TCR signal strength regulates Akt substrate specificity to induce alternate Th and Treg differentiation programs

Abstract

Abstract T regulatory (Treg) cells are induced following stimulation of naïve CD4 T cells with low dose antigen to an extent that is negatively correlated with signaling via the Akt/mTOR pathway. Strong TCR signals induce high levels of Akt activity that inhibit development of Treg by poorly understood mechanisms. Here, we show that high dose stimulation of T cells results in the phosphorylation of Akt on two regulatory sites, Serine (S) 473 and Threonine (T) 308, whereas low dose stimulation results in only T308 phosphorylation. Mathematical modeling shows that the phosphorylation of Akt on both S473 and T308 is controlled by a feedback loop involving PTEN, mTORC2 and the transcription factor FoxO1 that creates a sharp activation threshold with respect to antigen dose and stimulus duration.

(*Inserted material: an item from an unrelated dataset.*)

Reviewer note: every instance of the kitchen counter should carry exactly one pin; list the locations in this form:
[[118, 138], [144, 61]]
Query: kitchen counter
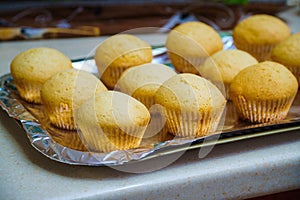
[[237, 170]]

Using mass spectrometry to analyze phosphorylated Akt substrates at different levels of stimulation, we find profound differences in the substrates phosphorylated, suggesting that a switch in substrate specificity coupled to the phosphorylation status of Akt may lead to alternative cell fates. Proteins differentially phosphorylated by these two states of Akt include RNA splicing factors, and we find changes in the splice variant expression levels of key TCR signaling proteins, such as CD3ζ and CD45 that correlate with the observed differences in cell fate. Knockdown of specific splicing factors impacted the ratios of Th versus Treg cells induced. Together, this work demonstrates that alternative splicing can affect the outcome of T cell fate decisions and identifies alternate Akt-mediated signaling networks that drive CD4+ T cell differentiation.